The difference in the oxidation state of \(Xe\) between the oxidised product of \(Xe\) formed on complete hydrolysis of \(XeF_4\) and \(XeF_4\) is _____ .

Answer 1

Correct Answer: 2

To determine the oxidation state difference for \(Xe\) between \(XeF_4\) and its hydrolysis product, we follow these steps:

1. Identify the oxidation state of \(Xe\) in \(XeF_4\):
   • In \(XeF_4\), the oxidation state of \(F\) is \(-1\). With four fluorine atoms, the total is \(-4\). Since \(XeF_4\) is a neutral molecule, \(Xe\) must balance this out.
   • Let the oxidation state of \(Xe\) be \(x\).
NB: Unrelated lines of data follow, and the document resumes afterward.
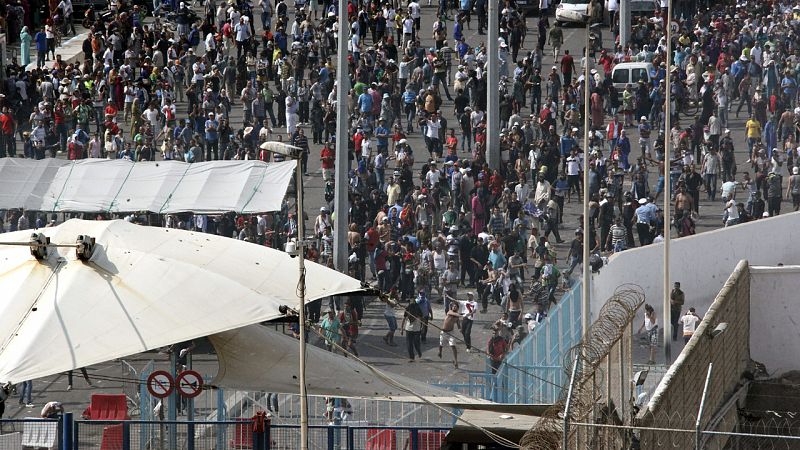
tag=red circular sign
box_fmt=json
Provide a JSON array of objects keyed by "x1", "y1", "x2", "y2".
[
  {"x1": 175, "y1": 370, "x2": 203, "y2": 398},
  {"x1": 147, "y1": 370, "x2": 175, "y2": 398}
]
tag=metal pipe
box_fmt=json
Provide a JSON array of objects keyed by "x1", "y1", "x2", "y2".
[
  {"x1": 581, "y1": 21, "x2": 592, "y2": 336},
  {"x1": 617, "y1": 325, "x2": 630, "y2": 420},
  {"x1": 336, "y1": 0, "x2": 350, "y2": 273},
  {"x1": 486, "y1": 0, "x2": 502, "y2": 170},
  {"x1": 662, "y1": 0, "x2": 672, "y2": 365},
  {"x1": 295, "y1": 159, "x2": 306, "y2": 450},
  {"x1": 561, "y1": 354, "x2": 580, "y2": 450},
  {"x1": 694, "y1": 363, "x2": 714, "y2": 450},
  {"x1": 0, "y1": 241, "x2": 78, "y2": 248}
]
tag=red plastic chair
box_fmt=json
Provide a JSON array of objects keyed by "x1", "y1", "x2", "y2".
[
  {"x1": 366, "y1": 428, "x2": 397, "y2": 450},
  {"x1": 100, "y1": 424, "x2": 122, "y2": 450},
  {"x1": 83, "y1": 394, "x2": 130, "y2": 420},
  {"x1": 417, "y1": 431, "x2": 447, "y2": 450}
]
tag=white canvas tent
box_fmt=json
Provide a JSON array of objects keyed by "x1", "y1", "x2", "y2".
[
  {"x1": 0, "y1": 219, "x2": 488, "y2": 408},
  {"x1": 0, "y1": 158, "x2": 296, "y2": 214},
  {"x1": 0, "y1": 220, "x2": 361, "y2": 382}
]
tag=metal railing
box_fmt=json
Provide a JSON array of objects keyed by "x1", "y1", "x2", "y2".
[
  {"x1": 431, "y1": 281, "x2": 582, "y2": 404},
  {"x1": 68, "y1": 419, "x2": 449, "y2": 450}
]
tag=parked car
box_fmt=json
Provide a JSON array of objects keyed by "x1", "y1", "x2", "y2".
[
  {"x1": 611, "y1": 62, "x2": 655, "y2": 93},
  {"x1": 556, "y1": 0, "x2": 589, "y2": 23}
]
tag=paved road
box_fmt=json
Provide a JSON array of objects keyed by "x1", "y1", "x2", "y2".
[{"x1": 1, "y1": 2, "x2": 764, "y2": 418}]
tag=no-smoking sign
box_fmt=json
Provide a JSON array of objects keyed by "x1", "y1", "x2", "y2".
[
  {"x1": 147, "y1": 370, "x2": 175, "y2": 398},
  {"x1": 175, "y1": 370, "x2": 203, "y2": 398}
]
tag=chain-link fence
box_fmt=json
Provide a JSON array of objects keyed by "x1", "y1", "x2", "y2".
[
  {"x1": 569, "y1": 407, "x2": 800, "y2": 450},
  {"x1": 0, "y1": 418, "x2": 61, "y2": 450}
]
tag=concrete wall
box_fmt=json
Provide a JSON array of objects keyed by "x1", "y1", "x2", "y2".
[
  {"x1": 591, "y1": 213, "x2": 800, "y2": 336},
  {"x1": 750, "y1": 266, "x2": 800, "y2": 375},
  {"x1": 637, "y1": 261, "x2": 750, "y2": 448}
]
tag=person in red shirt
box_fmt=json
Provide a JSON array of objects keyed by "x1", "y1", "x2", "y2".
[
  {"x1": 103, "y1": 102, "x2": 118, "y2": 122},
  {"x1": 353, "y1": 128, "x2": 364, "y2": 159},
  {"x1": 319, "y1": 142, "x2": 336, "y2": 181},
  {"x1": 444, "y1": 128, "x2": 458, "y2": 154},
  {"x1": 561, "y1": 50, "x2": 575, "y2": 86},
  {"x1": 486, "y1": 325, "x2": 508, "y2": 373},
  {"x1": 0, "y1": 106, "x2": 17, "y2": 158}
]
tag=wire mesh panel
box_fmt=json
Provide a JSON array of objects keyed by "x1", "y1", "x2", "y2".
[{"x1": 0, "y1": 418, "x2": 61, "y2": 450}]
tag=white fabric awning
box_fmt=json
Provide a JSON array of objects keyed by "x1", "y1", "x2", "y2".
[
  {"x1": 0, "y1": 158, "x2": 296, "y2": 214},
  {"x1": 0, "y1": 220, "x2": 362, "y2": 382}
]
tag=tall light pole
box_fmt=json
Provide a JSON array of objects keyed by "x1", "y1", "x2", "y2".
[
  {"x1": 581, "y1": 20, "x2": 592, "y2": 336},
  {"x1": 486, "y1": 0, "x2": 501, "y2": 169},
  {"x1": 663, "y1": 0, "x2": 672, "y2": 365},
  {"x1": 611, "y1": 0, "x2": 631, "y2": 49},
  {"x1": 333, "y1": 0, "x2": 350, "y2": 273},
  {"x1": 261, "y1": 142, "x2": 308, "y2": 450}
]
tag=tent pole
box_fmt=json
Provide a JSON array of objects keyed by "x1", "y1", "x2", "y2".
[{"x1": 295, "y1": 158, "x2": 308, "y2": 450}]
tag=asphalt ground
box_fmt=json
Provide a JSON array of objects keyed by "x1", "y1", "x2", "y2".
[{"x1": 4, "y1": 2, "x2": 764, "y2": 418}]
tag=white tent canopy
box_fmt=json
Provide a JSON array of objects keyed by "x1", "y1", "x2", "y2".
[
  {"x1": 0, "y1": 220, "x2": 362, "y2": 382},
  {"x1": 0, "y1": 158, "x2": 296, "y2": 214}
]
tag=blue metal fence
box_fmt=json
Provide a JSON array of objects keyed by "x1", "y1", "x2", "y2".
[
  {"x1": 431, "y1": 281, "x2": 582, "y2": 404},
  {"x1": 491, "y1": 282, "x2": 582, "y2": 403},
  {"x1": 0, "y1": 413, "x2": 449, "y2": 450}
]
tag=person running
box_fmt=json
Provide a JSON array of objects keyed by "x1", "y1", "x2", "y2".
[{"x1": 439, "y1": 301, "x2": 461, "y2": 369}]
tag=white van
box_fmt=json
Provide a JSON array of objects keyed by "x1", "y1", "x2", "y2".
[{"x1": 611, "y1": 62, "x2": 655, "y2": 92}]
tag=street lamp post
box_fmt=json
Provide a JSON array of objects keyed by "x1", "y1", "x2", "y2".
[
  {"x1": 333, "y1": 0, "x2": 350, "y2": 273},
  {"x1": 261, "y1": 142, "x2": 308, "y2": 450},
  {"x1": 662, "y1": 0, "x2": 672, "y2": 365},
  {"x1": 581, "y1": 20, "x2": 592, "y2": 337}
]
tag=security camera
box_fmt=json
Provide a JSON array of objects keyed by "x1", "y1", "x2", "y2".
[{"x1": 711, "y1": 322, "x2": 728, "y2": 338}]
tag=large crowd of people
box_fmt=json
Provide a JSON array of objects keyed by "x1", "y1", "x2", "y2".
[{"x1": 0, "y1": 0, "x2": 800, "y2": 374}]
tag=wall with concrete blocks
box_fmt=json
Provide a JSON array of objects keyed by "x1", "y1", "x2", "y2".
[
  {"x1": 637, "y1": 261, "x2": 750, "y2": 448},
  {"x1": 750, "y1": 266, "x2": 800, "y2": 375},
  {"x1": 591, "y1": 212, "x2": 800, "y2": 327}
]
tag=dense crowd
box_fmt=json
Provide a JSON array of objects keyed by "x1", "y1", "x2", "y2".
[{"x1": 0, "y1": 0, "x2": 800, "y2": 372}]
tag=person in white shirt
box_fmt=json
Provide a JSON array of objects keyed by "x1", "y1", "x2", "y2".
[
  {"x1": 680, "y1": 308, "x2": 700, "y2": 344},
  {"x1": 722, "y1": 196, "x2": 739, "y2": 227},
  {"x1": 425, "y1": 113, "x2": 442, "y2": 159},
  {"x1": 566, "y1": 148, "x2": 583, "y2": 201}
]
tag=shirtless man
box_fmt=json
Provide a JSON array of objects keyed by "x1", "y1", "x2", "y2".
[
  {"x1": 439, "y1": 302, "x2": 461, "y2": 369},
  {"x1": 675, "y1": 185, "x2": 693, "y2": 211},
  {"x1": 507, "y1": 284, "x2": 522, "y2": 327}
]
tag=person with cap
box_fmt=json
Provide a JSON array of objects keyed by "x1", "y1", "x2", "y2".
[
  {"x1": 786, "y1": 166, "x2": 800, "y2": 211},
  {"x1": 458, "y1": 292, "x2": 478, "y2": 353},
  {"x1": 547, "y1": 21, "x2": 574, "y2": 64},
  {"x1": 636, "y1": 197, "x2": 656, "y2": 247}
]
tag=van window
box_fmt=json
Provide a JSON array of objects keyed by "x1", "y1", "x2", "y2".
[
  {"x1": 612, "y1": 69, "x2": 631, "y2": 84},
  {"x1": 631, "y1": 68, "x2": 650, "y2": 84}
]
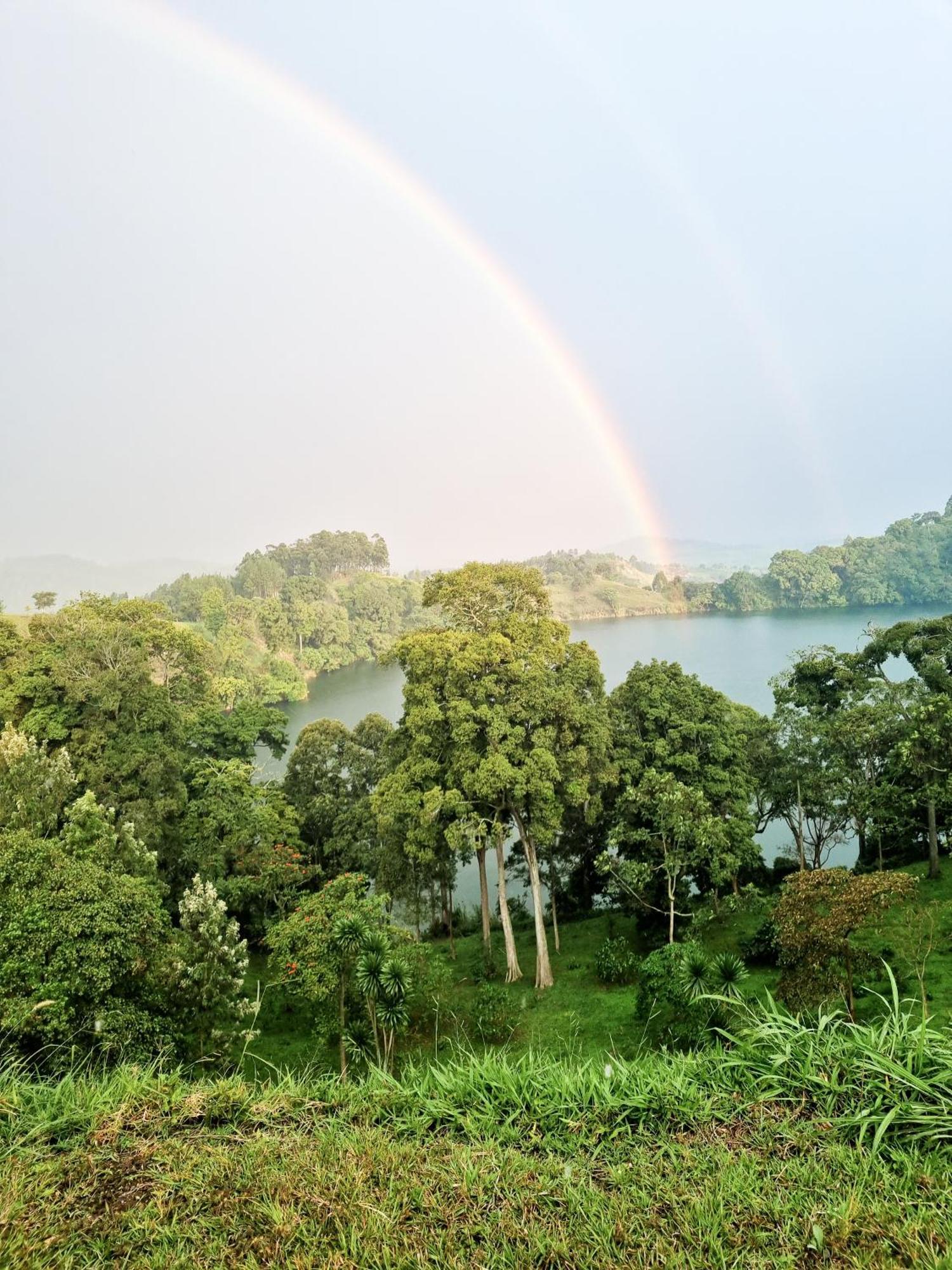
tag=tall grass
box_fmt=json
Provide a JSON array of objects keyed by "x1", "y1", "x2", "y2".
[
  {"x1": 722, "y1": 966, "x2": 952, "y2": 1148},
  {"x1": 0, "y1": 980, "x2": 952, "y2": 1151}
]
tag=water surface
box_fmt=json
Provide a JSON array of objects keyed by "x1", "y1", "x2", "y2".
[{"x1": 259, "y1": 606, "x2": 946, "y2": 904}]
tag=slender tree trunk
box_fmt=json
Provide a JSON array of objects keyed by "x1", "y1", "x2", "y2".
[
  {"x1": 548, "y1": 869, "x2": 562, "y2": 952},
  {"x1": 476, "y1": 847, "x2": 490, "y2": 952},
  {"x1": 668, "y1": 878, "x2": 677, "y2": 944},
  {"x1": 338, "y1": 974, "x2": 347, "y2": 1081},
  {"x1": 797, "y1": 781, "x2": 806, "y2": 872},
  {"x1": 513, "y1": 810, "x2": 555, "y2": 988},
  {"x1": 847, "y1": 941, "x2": 856, "y2": 1022},
  {"x1": 496, "y1": 833, "x2": 522, "y2": 983},
  {"x1": 439, "y1": 878, "x2": 449, "y2": 933},
  {"x1": 927, "y1": 798, "x2": 939, "y2": 878}
]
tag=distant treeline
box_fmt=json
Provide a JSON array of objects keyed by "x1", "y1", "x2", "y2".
[
  {"x1": 652, "y1": 498, "x2": 952, "y2": 612},
  {"x1": 150, "y1": 530, "x2": 421, "y2": 707}
]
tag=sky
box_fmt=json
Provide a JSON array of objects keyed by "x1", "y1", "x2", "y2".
[{"x1": 0, "y1": 0, "x2": 952, "y2": 568}]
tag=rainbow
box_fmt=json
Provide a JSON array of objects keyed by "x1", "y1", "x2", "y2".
[{"x1": 75, "y1": 0, "x2": 669, "y2": 563}]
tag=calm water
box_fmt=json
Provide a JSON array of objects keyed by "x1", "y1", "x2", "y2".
[{"x1": 260, "y1": 607, "x2": 944, "y2": 904}]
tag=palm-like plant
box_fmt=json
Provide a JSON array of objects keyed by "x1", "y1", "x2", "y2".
[
  {"x1": 680, "y1": 945, "x2": 711, "y2": 1001},
  {"x1": 711, "y1": 952, "x2": 750, "y2": 997},
  {"x1": 331, "y1": 916, "x2": 369, "y2": 1081}
]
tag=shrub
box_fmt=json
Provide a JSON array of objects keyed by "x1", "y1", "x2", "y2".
[
  {"x1": 635, "y1": 944, "x2": 724, "y2": 1049},
  {"x1": 470, "y1": 983, "x2": 519, "y2": 1045},
  {"x1": 740, "y1": 917, "x2": 781, "y2": 966},
  {"x1": 595, "y1": 937, "x2": 638, "y2": 983}
]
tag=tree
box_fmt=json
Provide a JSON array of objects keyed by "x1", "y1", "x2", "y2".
[
  {"x1": 199, "y1": 587, "x2": 228, "y2": 635},
  {"x1": 848, "y1": 616, "x2": 952, "y2": 879},
  {"x1": 0, "y1": 596, "x2": 211, "y2": 861},
  {"x1": 268, "y1": 874, "x2": 395, "y2": 1077},
  {"x1": 773, "y1": 869, "x2": 918, "y2": 1019},
  {"x1": 0, "y1": 829, "x2": 174, "y2": 1064},
  {"x1": 602, "y1": 767, "x2": 722, "y2": 944},
  {"x1": 284, "y1": 714, "x2": 393, "y2": 876},
  {"x1": 607, "y1": 660, "x2": 763, "y2": 894},
  {"x1": 0, "y1": 723, "x2": 76, "y2": 837},
  {"x1": 175, "y1": 874, "x2": 254, "y2": 1060},
  {"x1": 182, "y1": 758, "x2": 306, "y2": 937},
  {"x1": 378, "y1": 565, "x2": 608, "y2": 988}
]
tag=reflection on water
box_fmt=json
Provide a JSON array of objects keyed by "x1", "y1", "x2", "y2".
[{"x1": 259, "y1": 606, "x2": 944, "y2": 906}]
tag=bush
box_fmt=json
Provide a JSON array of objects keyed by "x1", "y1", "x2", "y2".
[
  {"x1": 595, "y1": 937, "x2": 638, "y2": 984},
  {"x1": 740, "y1": 917, "x2": 781, "y2": 966},
  {"x1": 470, "y1": 983, "x2": 519, "y2": 1045},
  {"x1": 635, "y1": 944, "x2": 724, "y2": 1049}
]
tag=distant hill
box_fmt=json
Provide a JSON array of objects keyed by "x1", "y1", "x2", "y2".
[
  {"x1": 605, "y1": 537, "x2": 773, "y2": 580},
  {"x1": 0, "y1": 555, "x2": 227, "y2": 613}
]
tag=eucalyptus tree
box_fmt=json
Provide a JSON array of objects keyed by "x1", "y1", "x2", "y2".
[
  {"x1": 608, "y1": 660, "x2": 763, "y2": 895},
  {"x1": 788, "y1": 616, "x2": 952, "y2": 878},
  {"x1": 850, "y1": 615, "x2": 952, "y2": 878},
  {"x1": 391, "y1": 564, "x2": 608, "y2": 988}
]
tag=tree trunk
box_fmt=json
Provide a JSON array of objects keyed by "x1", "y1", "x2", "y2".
[
  {"x1": 496, "y1": 833, "x2": 522, "y2": 983},
  {"x1": 548, "y1": 869, "x2": 562, "y2": 952},
  {"x1": 845, "y1": 941, "x2": 856, "y2": 1022},
  {"x1": 439, "y1": 878, "x2": 449, "y2": 935},
  {"x1": 797, "y1": 781, "x2": 806, "y2": 872},
  {"x1": 513, "y1": 810, "x2": 555, "y2": 988},
  {"x1": 668, "y1": 878, "x2": 675, "y2": 944},
  {"x1": 927, "y1": 798, "x2": 939, "y2": 878},
  {"x1": 476, "y1": 847, "x2": 490, "y2": 952},
  {"x1": 338, "y1": 974, "x2": 347, "y2": 1081}
]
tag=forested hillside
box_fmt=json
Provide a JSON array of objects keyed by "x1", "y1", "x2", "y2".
[
  {"x1": 150, "y1": 530, "x2": 421, "y2": 707},
  {"x1": 685, "y1": 498, "x2": 952, "y2": 612}
]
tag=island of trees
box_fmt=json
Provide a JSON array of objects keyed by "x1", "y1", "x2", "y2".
[{"x1": 0, "y1": 566, "x2": 952, "y2": 1265}]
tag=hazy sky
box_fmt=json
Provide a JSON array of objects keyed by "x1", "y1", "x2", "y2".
[{"x1": 0, "y1": 0, "x2": 952, "y2": 565}]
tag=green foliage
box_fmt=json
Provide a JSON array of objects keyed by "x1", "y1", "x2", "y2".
[
  {"x1": 595, "y1": 936, "x2": 638, "y2": 984},
  {"x1": 0, "y1": 1034, "x2": 952, "y2": 1270},
  {"x1": 174, "y1": 874, "x2": 255, "y2": 1062},
  {"x1": 635, "y1": 944, "x2": 722, "y2": 1049},
  {"x1": 284, "y1": 714, "x2": 393, "y2": 875},
  {"x1": 468, "y1": 983, "x2": 519, "y2": 1045},
  {"x1": 0, "y1": 829, "x2": 174, "y2": 1066},
  {"x1": 774, "y1": 869, "x2": 918, "y2": 1015},
  {"x1": 740, "y1": 917, "x2": 781, "y2": 966},
  {"x1": 712, "y1": 499, "x2": 952, "y2": 612},
  {"x1": 0, "y1": 723, "x2": 76, "y2": 836}
]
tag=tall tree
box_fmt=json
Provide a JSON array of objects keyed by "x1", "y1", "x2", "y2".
[{"x1": 383, "y1": 565, "x2": 608, "y2": 988}]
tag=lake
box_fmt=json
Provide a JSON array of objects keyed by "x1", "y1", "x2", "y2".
[{"x1": 259, "y1": 605, "x2": 946, "y2": 906}]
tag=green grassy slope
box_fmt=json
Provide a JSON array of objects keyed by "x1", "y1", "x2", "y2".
[{"x1": 0, "y1": 1059, "x2": 952, "y2": 1270}]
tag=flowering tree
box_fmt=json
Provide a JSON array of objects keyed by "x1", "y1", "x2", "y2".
[
  {"x1": 176, "y1": 874, "x2": 254, "y2": 1059},
  {"x1": 773, "y1": 869, "x2": 918, "y2": 1019}
]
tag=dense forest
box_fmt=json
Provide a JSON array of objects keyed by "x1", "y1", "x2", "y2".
[
  {"x1": 0, "y1": 569, "x2": 952, "y2": 1266},
  {"x1": 680, "y1": 498, "x2": 952, "y2": 612},
  {"x1": 0, "y1": 555, "x2": 952, "y2": 1069},
  {"x1": 150, "y1": 530, "x2": 421, "y2": 707}
]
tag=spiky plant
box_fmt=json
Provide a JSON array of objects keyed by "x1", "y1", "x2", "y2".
[
  {"x1": 711, "y1": 952, "x2": 750, "y2": 997},
  {"x1": 680, "y1": 945, "x2": 711, "y2": 1001}
]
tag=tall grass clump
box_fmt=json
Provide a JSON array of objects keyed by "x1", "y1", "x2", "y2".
[{"x1": 720, "y1": 966, "x2": 952, "y2": 1147}]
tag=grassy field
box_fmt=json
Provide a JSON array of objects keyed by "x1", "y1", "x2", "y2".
[
  {"x1": 248, "y1": 913, "x2": 776, "y2": 1071},
  {"x1": 248, "y1": 864, "x2": 952, "y2": 1074},
  {"x1": 0, "y1": 1034, "x2": 952, "y2": 1270}
]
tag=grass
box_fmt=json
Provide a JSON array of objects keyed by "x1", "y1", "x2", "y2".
[
  {"x1": 248, "y1": 912, "x2": 777, "y2": 1072},
  {"x1": 0, "y1": 612, "x2": 33, "y2": 639},
  {"x1": 0, "y1": 1007, "x2": 952, "y2": 1267}
]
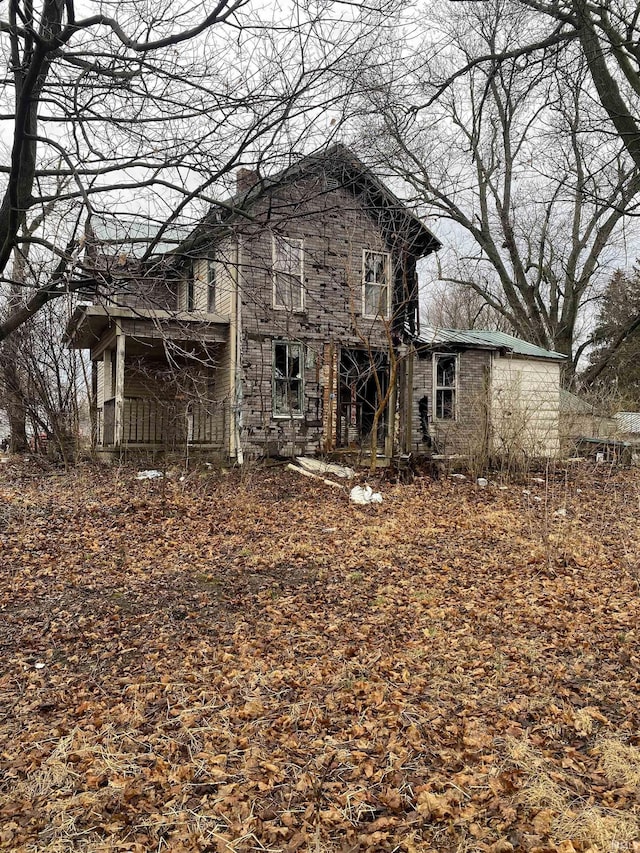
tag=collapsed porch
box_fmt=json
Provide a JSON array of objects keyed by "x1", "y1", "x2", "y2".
[{"x1": 70, "y1": 306, "x2": 234, "y2": 456}]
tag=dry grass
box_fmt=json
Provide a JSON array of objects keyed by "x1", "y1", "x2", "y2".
[{"x1": 0, "y1": 470, "x2": 640, "y2": 853}]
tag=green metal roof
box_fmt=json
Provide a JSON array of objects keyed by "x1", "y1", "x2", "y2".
[{"x1": 418, "y1": 328, "x2": 566, "y2": 361}]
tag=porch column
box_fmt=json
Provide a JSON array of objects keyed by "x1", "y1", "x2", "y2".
[
  {"x1": 113, "y1": 326, "x2": 125, "y2": 447},
  {"x1": 102, "y1": 349, "x2": 113, "y2": 403}
]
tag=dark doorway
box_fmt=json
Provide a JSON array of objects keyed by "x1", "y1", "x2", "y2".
[{"x1": 337, "y1": 349, "x2": 389, "y2": 450}]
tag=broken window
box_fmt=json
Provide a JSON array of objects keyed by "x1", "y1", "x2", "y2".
[
  {"x1": 362, "y1": 249, "x2": 390, "y2": 317},
  {"x1": 185, "y1": 270, "x2": 196, "y2": 311},
  {"x1": 207, "y1": 258, "x2": 216, "y2": 314},
  {"x1": 273, "y1": 234, "x2": 304, "y2": 311},
  {"x1": 273, "y1": 341, "x2": 304, "y2": 417},
  {"x1": 434, "y1": 355, "x2": 457, "y2": 421}
]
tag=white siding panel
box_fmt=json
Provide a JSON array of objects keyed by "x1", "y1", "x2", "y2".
[{"x1": 491, "y1": 354, "x2": 560, "y2": 456}]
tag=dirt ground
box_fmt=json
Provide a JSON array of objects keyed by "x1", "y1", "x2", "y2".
[{"x1": 0, "y1": 462, "x2": 640, "y2": 853}]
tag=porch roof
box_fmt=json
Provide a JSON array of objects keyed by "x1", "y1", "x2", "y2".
[
  {"x1": 416, "y1": 328, "x2": 567, "y2": 361},
  {"x1": 65, "y1": 305, "x2": 229, "y2": 349}
]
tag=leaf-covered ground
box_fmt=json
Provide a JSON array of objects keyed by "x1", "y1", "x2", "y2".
[{"x1": 0, "y1": 463, "x2": 640, "y2": 853}]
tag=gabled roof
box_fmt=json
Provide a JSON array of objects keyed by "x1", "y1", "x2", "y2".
[
  {"x1": 178, "y1": 144, "x2": 442, "y2": 257},
  {"x1": 417, "y1": 328, "x2": 566, "y2": 361}
]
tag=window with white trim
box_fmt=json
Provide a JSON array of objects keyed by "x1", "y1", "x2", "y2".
[
  {"x1": 362, "y1": 249, "x2": 391, "y2": 317},
  {"x1": 273, "y1": 234, "x2": 304, "y2": 311},
  {"x1": 433, "y1": 354, "x2": 458, "y2": 421},
  {"x1": 207, "y1": 258, "x2": 216, "y2": 314},
  {"x1": 273, "y1": 341, "x2": 304, "y2": 418}
]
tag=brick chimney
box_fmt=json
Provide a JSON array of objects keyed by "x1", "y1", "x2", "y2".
[{"x1": 236, "y1": 169, "x2": 258, "y2": 195}]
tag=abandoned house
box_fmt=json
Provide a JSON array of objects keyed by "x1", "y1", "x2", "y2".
[
  {"x1": 413, "y1": 329, "x2": 566, "y2": 458},
  {"x1": 67, "y1": 146, "x2": 558, "y2": 462}
]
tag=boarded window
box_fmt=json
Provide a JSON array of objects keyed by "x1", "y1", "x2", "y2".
[
  {"x1": 362, "y1": 255, "x2": 390, "y2": 317},
  {"x1": 185, "y1": 271, "x2": 196, "y2": 311},
  {"x1": 434, "y1": 355, "x2": 458, "y2": 421},
  {"x1": 273, "y1": 341, "x2": 304, "y2": 417},
  {"x1": 273, "y1": 235, "x2": 304, "y2": 311}
]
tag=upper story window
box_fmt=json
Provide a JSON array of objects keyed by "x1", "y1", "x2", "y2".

Therefore, \(x + 4(-1) = 0 \implies x = +4\).
2. Determine the oxidation state of \(Xe\) in the hydrolysis product:
   • When \(XeF_4\) undergoes complete hydrolysis, the products are \(XeO_3\), \(HF\), and water as a by-product.
   • In \(XeO_3\), the oxidation state of \(O\) is \(-2\). With three oxygen atoms, the total is \(-6\).
   • Let \(x\) be the oxidation state of \(Xe\) in \(XeO_3\). Thus, \(x + 3(-2) = 0 \implies x = +6\).
3. Calculate the difference in oxidation state:
   • The difference = \(+6 - (+4) = +2\).
4. Verify the solution falls within the provided range \(2,2\):
   • The calculated difference is exactly \(2\), which matches the given range, confirming our solution is correct.

Thus, the difference in oxidation states is 2.